# Suppressions
AgentShield suppressions silence a specific finding by fingerprint in `.agentshield.toml`. Use suppressions for reviewed false positives or accepted risk that should stay documented in policy.
Suppressions are narrower than rule ignores: they apply to one finding fingerprint, not every finding from a rule.
## Get finding fingerprints
Run a JSON scan to get stable fingerprints for findings:
```bash
agentshield scan . --format json
```
In the JSON output, copy the fingerprint for the finding you want to suppress.
## Add a suppression
Use the `suppress` command with a required reason:
```bash
agentshield suppress <fingerprint> --reason "Validated by path allowlist before use" --expires 2026-12-31
```
The command adds an entry to `.agentshield.toml` by default. Use `--config path/to/.agentshield.toml` if you need to update a non-default config file.
## List suppressions
To inspect configured suppressions, run:
```bash
agentshield list-suppressions
```
Use `--config path/to/.agentshield.toml` to list suppressions from a specific config file.
## Reason requirement
`--reason` is mandatory.

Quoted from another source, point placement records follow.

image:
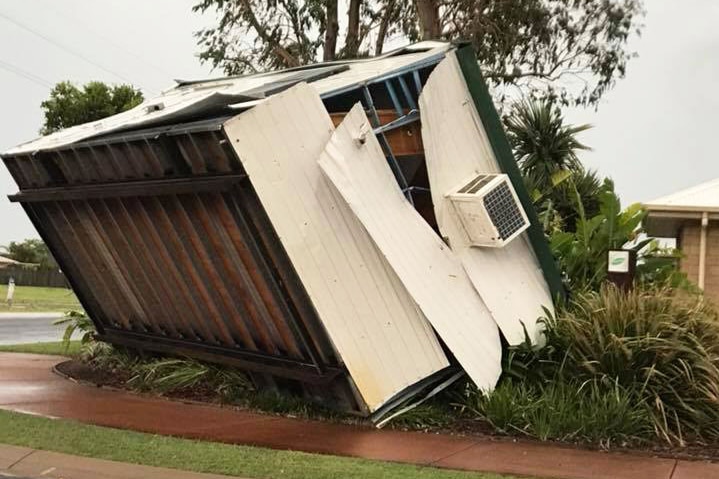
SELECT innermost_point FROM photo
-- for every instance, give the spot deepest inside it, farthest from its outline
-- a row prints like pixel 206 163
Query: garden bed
pixel 457 425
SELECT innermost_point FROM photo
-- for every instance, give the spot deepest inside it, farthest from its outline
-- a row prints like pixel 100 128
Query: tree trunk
pixel 428 14
pixel 278 50
pixel 352 42
pixel 384 26
pixel 331 31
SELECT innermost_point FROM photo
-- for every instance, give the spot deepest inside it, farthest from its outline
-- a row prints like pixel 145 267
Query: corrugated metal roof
pixel 192 99
pixel 704 196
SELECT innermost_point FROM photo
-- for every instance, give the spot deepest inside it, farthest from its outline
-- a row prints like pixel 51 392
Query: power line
pixel 63 47
pixel 109 41
pixel 25 74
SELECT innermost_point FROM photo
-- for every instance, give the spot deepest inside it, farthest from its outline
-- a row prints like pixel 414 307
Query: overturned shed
pixel 225 220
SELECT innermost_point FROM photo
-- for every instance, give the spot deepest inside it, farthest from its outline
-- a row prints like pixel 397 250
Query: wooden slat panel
pixel 255 278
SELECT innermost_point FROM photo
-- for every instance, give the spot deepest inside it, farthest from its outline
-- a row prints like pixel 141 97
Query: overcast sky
pixel 653 133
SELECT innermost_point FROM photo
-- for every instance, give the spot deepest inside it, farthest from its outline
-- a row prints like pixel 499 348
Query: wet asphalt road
pixel 21 328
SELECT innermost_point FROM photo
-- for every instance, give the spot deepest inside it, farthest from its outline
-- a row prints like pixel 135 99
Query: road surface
pixel 21 328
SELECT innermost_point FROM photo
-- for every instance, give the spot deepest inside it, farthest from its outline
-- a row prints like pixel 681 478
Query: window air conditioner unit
pixel 489 210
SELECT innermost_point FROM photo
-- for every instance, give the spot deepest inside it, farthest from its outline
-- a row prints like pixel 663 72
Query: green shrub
pixel 565 411
pixel 76 321
pixel 659 345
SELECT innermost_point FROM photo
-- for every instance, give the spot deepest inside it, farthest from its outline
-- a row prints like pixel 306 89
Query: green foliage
pixel 69 105
pixel 543 144
pixel 582 254
pixel 547 152
pixel 586 412
pixel 534 45
pixel 55 348
pixel 659 345
pixel 166 375
pixel 32 251
pixel 76 321
pixel 72 437
pixel 427 416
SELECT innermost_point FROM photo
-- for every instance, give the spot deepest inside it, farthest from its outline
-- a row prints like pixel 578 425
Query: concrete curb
pixel 13 315
pixel 28 385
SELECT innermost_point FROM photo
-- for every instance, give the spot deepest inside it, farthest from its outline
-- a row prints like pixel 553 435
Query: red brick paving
pixel 28 385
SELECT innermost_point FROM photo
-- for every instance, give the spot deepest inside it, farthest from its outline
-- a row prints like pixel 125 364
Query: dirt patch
pixel 82 372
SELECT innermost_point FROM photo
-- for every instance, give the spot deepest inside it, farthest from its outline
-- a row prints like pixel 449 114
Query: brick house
pixel 692 217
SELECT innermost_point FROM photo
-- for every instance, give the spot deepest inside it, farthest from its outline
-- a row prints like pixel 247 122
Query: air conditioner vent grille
pixel 476 184
pixel 503 211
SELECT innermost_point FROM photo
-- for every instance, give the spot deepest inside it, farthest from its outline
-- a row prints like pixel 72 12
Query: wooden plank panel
pixel 175 278
pixel 509 279
pixel 382 338
pixel 433 275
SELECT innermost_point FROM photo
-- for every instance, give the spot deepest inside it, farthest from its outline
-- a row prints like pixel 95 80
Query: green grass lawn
pixel 57 348
pixel 37 299
pixel 162 451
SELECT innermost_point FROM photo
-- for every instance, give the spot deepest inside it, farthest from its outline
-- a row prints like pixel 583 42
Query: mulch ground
pixel 82 372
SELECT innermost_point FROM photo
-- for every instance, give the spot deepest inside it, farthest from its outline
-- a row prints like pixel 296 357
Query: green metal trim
pixel 503 152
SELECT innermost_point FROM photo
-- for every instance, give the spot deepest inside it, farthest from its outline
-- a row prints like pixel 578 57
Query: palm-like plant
pixel 546 150
pixel 545 147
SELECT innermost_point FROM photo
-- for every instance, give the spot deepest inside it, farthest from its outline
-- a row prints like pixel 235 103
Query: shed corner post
pixel 703 249
pixel 503 152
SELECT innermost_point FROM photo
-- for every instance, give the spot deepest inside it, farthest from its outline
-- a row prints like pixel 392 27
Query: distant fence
pixel 51 278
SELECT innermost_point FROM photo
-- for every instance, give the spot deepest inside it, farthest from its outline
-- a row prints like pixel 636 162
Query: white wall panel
pixel 356 165
pixel 383 339
pixel 456 145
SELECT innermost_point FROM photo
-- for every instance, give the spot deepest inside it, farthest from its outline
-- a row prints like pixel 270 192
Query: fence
pixel 23 276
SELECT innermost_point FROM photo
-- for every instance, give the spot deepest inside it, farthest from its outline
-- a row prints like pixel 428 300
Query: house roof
pixel 668 213
pixel 703 197
pixel 203 98
pixel 7 261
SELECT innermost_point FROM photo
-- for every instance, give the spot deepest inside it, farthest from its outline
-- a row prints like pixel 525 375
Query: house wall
pixel 689 243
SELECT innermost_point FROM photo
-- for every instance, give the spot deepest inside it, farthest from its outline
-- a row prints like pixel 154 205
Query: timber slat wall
pixel 169 249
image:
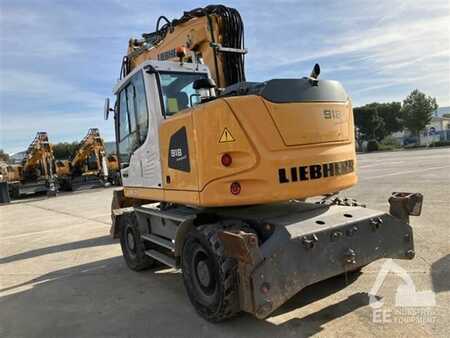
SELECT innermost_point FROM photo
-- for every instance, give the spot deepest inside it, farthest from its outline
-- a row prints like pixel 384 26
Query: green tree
pixel 4 156
pixel 390 112
pixel 378 120
pixel 417 111
pixel 64 150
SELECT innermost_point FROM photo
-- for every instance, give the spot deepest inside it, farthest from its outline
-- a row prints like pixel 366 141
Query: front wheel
pixel 209 277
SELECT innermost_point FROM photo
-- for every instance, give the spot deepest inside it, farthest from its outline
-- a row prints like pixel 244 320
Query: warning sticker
pixel 226 136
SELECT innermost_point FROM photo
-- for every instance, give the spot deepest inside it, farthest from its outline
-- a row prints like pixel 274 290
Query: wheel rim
pixel 131 242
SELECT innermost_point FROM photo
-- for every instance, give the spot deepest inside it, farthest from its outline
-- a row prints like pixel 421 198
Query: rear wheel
pixel 133 247
pixel 209 277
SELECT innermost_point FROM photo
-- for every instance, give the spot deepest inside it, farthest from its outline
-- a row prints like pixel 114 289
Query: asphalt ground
pixel 62 276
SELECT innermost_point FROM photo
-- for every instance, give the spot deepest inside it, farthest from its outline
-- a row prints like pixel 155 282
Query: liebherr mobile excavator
pixel 89 164
pixel 216 172
pixel 36 173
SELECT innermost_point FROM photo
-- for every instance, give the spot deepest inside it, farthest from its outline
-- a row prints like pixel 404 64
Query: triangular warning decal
pixel 226 136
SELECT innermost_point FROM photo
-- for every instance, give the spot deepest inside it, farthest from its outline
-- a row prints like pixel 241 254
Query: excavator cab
pixel 154 92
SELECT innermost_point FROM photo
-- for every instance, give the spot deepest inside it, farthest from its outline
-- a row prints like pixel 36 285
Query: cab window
pixel 133 117
pixel 177 91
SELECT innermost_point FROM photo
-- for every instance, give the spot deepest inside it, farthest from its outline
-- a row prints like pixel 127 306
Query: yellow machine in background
pixel 89 166
pixel 36 173
pixel 216 171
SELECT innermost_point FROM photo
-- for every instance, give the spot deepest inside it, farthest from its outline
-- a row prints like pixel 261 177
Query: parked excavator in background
pixel 89 166
pixel 216 172
pixel 36 173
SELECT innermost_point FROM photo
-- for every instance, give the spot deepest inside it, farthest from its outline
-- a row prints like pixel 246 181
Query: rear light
pixel 235 188
pixel 226 160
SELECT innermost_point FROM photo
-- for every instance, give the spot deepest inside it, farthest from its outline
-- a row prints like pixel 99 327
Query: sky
pixel 60 59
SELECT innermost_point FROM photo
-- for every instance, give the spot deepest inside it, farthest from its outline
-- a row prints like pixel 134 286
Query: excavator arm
pixel 213 35
pixel 39 159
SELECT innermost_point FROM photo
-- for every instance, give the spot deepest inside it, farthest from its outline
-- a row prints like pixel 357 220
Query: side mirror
pixel 107 108
pixel 204 84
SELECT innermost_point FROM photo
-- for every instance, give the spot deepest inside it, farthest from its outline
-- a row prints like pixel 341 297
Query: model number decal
pixel 176 152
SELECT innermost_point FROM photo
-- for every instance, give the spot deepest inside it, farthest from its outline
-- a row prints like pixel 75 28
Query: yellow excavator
pixel 89 165
pixel 217 170
pixel 36 173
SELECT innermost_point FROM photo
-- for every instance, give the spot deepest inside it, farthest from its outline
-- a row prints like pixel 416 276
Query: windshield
pixel 177 91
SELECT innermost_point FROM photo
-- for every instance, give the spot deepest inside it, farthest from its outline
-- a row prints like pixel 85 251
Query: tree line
pixel 376 120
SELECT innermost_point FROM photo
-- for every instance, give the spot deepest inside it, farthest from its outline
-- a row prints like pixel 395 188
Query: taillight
pixel 235 188
pixel 226 160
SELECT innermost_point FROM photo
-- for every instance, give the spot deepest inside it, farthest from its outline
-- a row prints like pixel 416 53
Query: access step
pixel 170 261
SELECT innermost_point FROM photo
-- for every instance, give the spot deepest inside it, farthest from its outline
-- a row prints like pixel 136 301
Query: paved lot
pixel 61 275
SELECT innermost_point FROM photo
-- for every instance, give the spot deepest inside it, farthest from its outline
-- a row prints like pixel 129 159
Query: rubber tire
pixel 138 260
pixel 226 298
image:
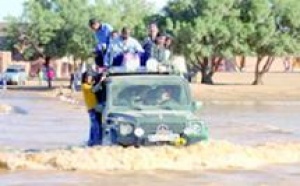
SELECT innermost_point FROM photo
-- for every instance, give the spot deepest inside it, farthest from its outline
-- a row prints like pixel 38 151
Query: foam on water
pixel 206 155
pixel 5 109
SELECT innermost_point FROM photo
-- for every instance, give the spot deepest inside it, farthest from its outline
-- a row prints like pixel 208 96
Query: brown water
pixel 252 144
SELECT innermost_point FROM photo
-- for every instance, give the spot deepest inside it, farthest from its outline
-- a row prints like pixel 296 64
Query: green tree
pixel 206 32
pixel 273 30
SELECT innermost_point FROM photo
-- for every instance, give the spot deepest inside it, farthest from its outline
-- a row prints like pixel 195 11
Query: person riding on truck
pixel 102 34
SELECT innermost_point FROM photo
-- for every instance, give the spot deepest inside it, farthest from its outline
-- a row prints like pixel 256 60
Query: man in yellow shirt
pixel 91 102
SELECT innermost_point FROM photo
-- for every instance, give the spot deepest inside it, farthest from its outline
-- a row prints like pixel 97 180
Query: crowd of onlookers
pixel 115 48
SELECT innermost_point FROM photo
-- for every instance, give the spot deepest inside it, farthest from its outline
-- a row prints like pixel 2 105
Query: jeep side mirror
pixel 196 105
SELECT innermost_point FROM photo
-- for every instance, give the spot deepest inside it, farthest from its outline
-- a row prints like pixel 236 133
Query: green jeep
pixel 150 109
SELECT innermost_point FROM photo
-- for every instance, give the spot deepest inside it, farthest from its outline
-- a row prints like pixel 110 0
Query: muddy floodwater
pixel 252 143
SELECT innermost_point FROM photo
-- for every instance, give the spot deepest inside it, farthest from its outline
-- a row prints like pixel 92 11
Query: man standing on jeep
pixel 102 34
pixel 149 42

The reason should explain why suppressing the finding is safe or acceptable, for example:
```bash
agentshield suppress <fingerprint> --reason "False positive: value is constrained by schema enum before command construction"
```
Prefer specific reasons over generic text like `false positive` or `accepted`.
## Expiry behavior
`--expires` is optional and uses `YYYY-MM-DD` format. A suppression is active until the expiry date has passed.
When a suppression is expired, AgentShield warns on stderr and no longer filters the matching finding. The finding becomes effective again and can appear in reports or fail policy.
Use expiries for temporary risk acceptance, time-bounded exceptions, or suppressions that should be revisited after a remediation deadline.